Otto Bossart

Personal information
- Full name: Otto Bossart
- Date of birth: 26 October 1876
- Place of birth: Switzerland
- Date of death: unknown
- Position: Defender

Senior career*
- Years: Team / Apps / (Gls)
- 1894–1896: FC Basel

= Otto Bossart =

Swiss footballer (born 1876)

Otto Bossart (born 26 October 1876) was a Swiss footballer who played as defender for FC Basel in the 1890s.

==Football career==
FC Basel was founded on 15 November 1893 and Bossart joined the club a year later before their 1894–95 season.

Bossart played his first game for the club in the home game in the Stadion Schützenmatte on 22 September 1894 as Basel won 2–0 against FC Gymnasia.

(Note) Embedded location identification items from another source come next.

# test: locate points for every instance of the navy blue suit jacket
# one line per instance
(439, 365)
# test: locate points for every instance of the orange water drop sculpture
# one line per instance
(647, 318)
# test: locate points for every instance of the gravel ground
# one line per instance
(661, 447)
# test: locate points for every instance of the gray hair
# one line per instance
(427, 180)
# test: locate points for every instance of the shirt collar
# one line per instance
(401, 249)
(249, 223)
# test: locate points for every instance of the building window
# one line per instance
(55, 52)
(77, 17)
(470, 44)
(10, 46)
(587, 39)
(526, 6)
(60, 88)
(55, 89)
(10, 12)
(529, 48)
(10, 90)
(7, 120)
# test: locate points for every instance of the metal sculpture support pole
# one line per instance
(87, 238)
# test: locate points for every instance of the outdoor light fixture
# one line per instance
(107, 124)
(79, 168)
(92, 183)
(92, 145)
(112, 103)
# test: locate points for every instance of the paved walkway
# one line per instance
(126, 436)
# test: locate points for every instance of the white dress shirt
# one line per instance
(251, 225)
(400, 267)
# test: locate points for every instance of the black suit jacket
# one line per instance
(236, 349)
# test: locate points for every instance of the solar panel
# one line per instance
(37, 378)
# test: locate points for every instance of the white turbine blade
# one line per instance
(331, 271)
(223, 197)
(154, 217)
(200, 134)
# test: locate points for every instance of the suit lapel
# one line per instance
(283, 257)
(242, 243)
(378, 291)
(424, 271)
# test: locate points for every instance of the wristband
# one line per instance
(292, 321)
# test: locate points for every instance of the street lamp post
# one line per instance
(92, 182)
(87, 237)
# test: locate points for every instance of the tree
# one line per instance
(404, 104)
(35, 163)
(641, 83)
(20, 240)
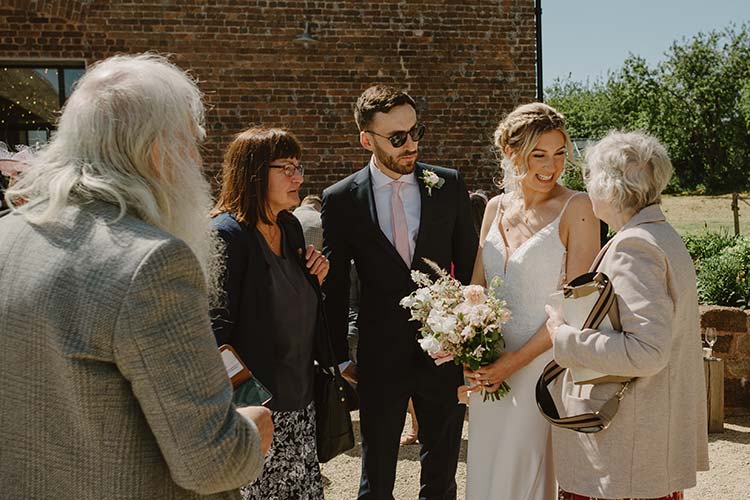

Bossart played for the club for two seasons and during this time he played 21 games for Basel without scoring a goal. (Note: Scorers: many pre-First World War game sheets no longer exist or are incomplete and so, many line ups and most goal scorers in this period remain unknown.)

==Notes==
===Sources===
- Rotblau: Jahrbuch Saison 2017/2018. Publisher: FC Basel Marketing AG. ISBN 978-3-7245-2189-1
- Die ersten 125 Jahre. Publisher: Josef Zindel im Friedrich Reinhardt Verlag, Basel. ISBN 978-3-7245-2305-5
- Verein "Basler Fussballarchiv" Homepage
(NB: Despite all efforts, the editors of these books and the authors in "Basler Fussballarchiv" have failed to be able to identify all the players, their date and place of birth or date and place of death, who played in the games during the early years of FC Basel.)